Architecture: Inbound WhatsApp/webhook event -> classification -> Supabase contact/profile upsert -> conversation/message log -> follow-up schedule -> inbox UI.
Reliability: Local build checks, smoke tests, endpoint validation, no-store cache headers, and private-data boundaries.
Tradeoffs: Public case study describes architecture and scope without exposing real customers, phone numbers, private messages, or credentials.
Impact: Turns repeated WhatsApp follow-up into a trackable CRM workflow with clearer ownership, history, and next actions.
Evidence: Scoped case-study details + deployment/process validation notes.
nutricionista.ai
AI-enabled SaaS platform for nutrition professionals and patients.
Timeline: Multi-phase SaaS build with public surface and private role-based workflows.
Team: Founder-led / solo full-stack implementation.
Stack: Next.js, React, TypeScript, Supabase, Postgres, Vercel, Stripe architecture, shadcn/ui
Problem: Nutrition professionals need patient management, CRM, AI productivity, billing architecture, onboarding, and patient portal workflows in one system.
What I built:
- Built admin dashboard, CRM, leads, patient workflows, appointments, resources, onboarding, integrations, and role-based surfaces.
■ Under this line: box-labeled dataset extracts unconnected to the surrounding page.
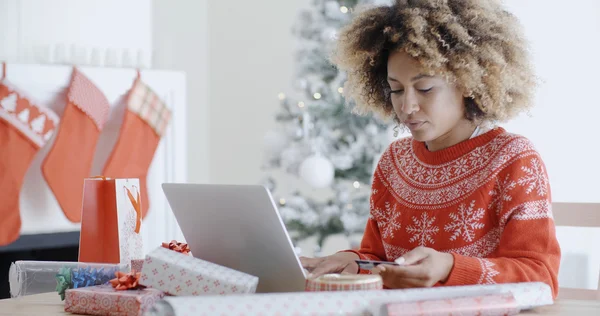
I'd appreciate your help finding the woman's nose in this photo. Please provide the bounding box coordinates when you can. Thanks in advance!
[402,91,419,114]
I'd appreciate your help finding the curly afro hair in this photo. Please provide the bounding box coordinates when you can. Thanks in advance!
[332,0,536,122]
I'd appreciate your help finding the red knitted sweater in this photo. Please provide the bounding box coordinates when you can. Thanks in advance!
[356,128,561,296]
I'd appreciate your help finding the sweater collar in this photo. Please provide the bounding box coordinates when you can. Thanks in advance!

- Built patient portal PWA and SEO directory for nutritionist discovery.
- Added AI feature foundations for meal planning, recipes, lab interpretation, growth, and progress analysis.
- Implemented Supabase data layer and Vercel deployment workflows.
- Shipped 35+ routes and 80+ components across admin, CRM, leads, patients, appointments, team roles, onboarding, resources, integrations, and patient portal surfaces.
Architecture: Next.js app -> Supabase/Postgres -> role-based surfaces -> Vercel deployment -> public marketing/SEO surface.
Reliability: Private health/patient workflows are not public; public surface is live. Claims are limited to route/component scope instead of unverified user/revenue metrics.
Tradeoffs: Public proof avoids exposing health data, admin workflows, billing internals, or private AI workflows.
Impact: Large SaaS surface with 35+ routes, 80+ components, multiple role-based workflows, patient portal, admin tooling, and AI feature foundations.
Evidence: Live public surface + screenshot evidence page + scoped case-study details.